Why We Don’t Play Risk Anymore

September 21, 2009

Whenever I describe the particular flavors of games that I tend to play, people always ask, “Are they sort of like Risk?” This has got to be up there with, “You mean like Dungeons and Dragons?” a phrase commonly heard by roleplayers holding conversations with the uninitiated. The equivalent for a hardcore video gamer would be, “So you play games like Pong?” The answer in all three cases is a vague variation on, “Yeah…but the games I play are more fun than that.” I think what gamers mean to say is, “The games I play are more elegant than that.” These hobbies develop, and the mechanics of the past feel cumbersome to regular enthusiasts.

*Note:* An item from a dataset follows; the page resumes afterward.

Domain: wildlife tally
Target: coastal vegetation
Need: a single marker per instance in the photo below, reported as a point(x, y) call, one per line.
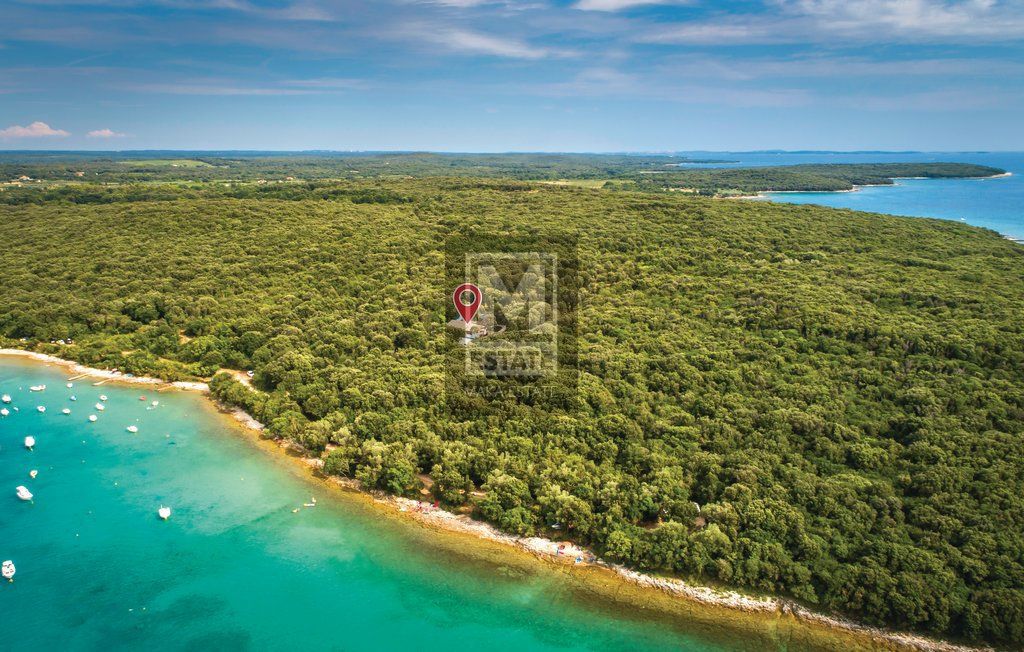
point(811, 402)
point(647, 173)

All of this does lead to an interesting question: why don’t I play Risk anymore? It’s sitting upstairs on my game shelf, but it has been banished to the bottom of the pile alongside Clue and Monopoly. I played a decent amount of Risk between 2004-2006, perhaps four games a year, but as my interest in gaming grew, it fell by the wayside. This is due, in large part, to the mechanics.

Risk is, quite obviously, a dice fest, and one in which I don’t feel the better player comes out on top. Simply put, it has a high degree of randomness to it which detracts from the play experience. In a shorter game, this wouldn’t be as much of a problem, but Risk sessions do have a tendency to stretch past the four hour mark.

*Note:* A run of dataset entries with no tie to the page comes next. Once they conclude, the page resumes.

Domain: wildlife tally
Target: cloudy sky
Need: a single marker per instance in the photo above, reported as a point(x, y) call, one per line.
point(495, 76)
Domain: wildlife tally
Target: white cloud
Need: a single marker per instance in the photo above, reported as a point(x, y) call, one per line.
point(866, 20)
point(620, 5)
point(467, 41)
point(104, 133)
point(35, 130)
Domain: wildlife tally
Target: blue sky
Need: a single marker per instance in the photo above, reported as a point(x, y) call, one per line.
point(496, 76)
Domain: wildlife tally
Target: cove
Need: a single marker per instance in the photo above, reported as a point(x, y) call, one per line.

In addition to this, the reinforcement mechanic is just plain whacky. I can’t think of another game in which you get greater numbers of reinforcements as the game progresses. This means the game actually slows down as you play! You think you’ve got your opponent cornered when he turns in a set of Risk cards and suddenly he’s laying out 50 new armies. “Congratulations,” I always think to myself, “You have just extended our play time by another hour…”

Last, this game suffers from a defect most older wargames share: players can get knocked out early on in the game. This means one of your buddies faces the awful choice of a) watching over your shoulder for two hours, b) channel surfing while you finish, or c) driving home hours before everyone else.

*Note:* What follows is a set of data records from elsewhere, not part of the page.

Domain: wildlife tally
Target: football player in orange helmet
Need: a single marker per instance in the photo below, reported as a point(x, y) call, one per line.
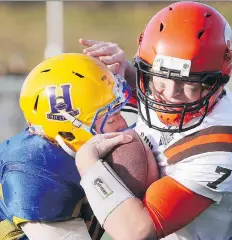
point(183, 62)
point(66, 100)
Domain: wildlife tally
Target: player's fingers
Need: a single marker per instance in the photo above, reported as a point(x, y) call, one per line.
point(87, 42)
point(114, 68)
point(115, 58)
point(102, 49)
point(95, 48)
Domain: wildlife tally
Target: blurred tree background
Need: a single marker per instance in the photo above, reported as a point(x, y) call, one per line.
point(23, 27)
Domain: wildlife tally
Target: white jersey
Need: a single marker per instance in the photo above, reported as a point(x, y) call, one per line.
point(202, 162)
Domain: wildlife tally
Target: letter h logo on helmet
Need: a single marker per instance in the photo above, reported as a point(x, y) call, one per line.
point(58, 103)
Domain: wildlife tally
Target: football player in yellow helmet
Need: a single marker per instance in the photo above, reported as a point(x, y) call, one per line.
point(66, 100)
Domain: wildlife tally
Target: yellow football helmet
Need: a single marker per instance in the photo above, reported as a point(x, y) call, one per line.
point(64, 95)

Risk isn’t a terrible game by any means, but game design has moved beyond it. I think the best thing it offers us hobby enthusiasts is a way to identify people who might be interested the newer games we’re playing. If ever I hear a person say, “We pulled Risk out over Christmas and had a blast,” I know I need to invite him or her to our next gaming get-together. And every niche group needs something to play the role Risk does–it’s a small piece of the hobby that is recognizable by the public and serves as a gateway to more enjoyable and rewarding games.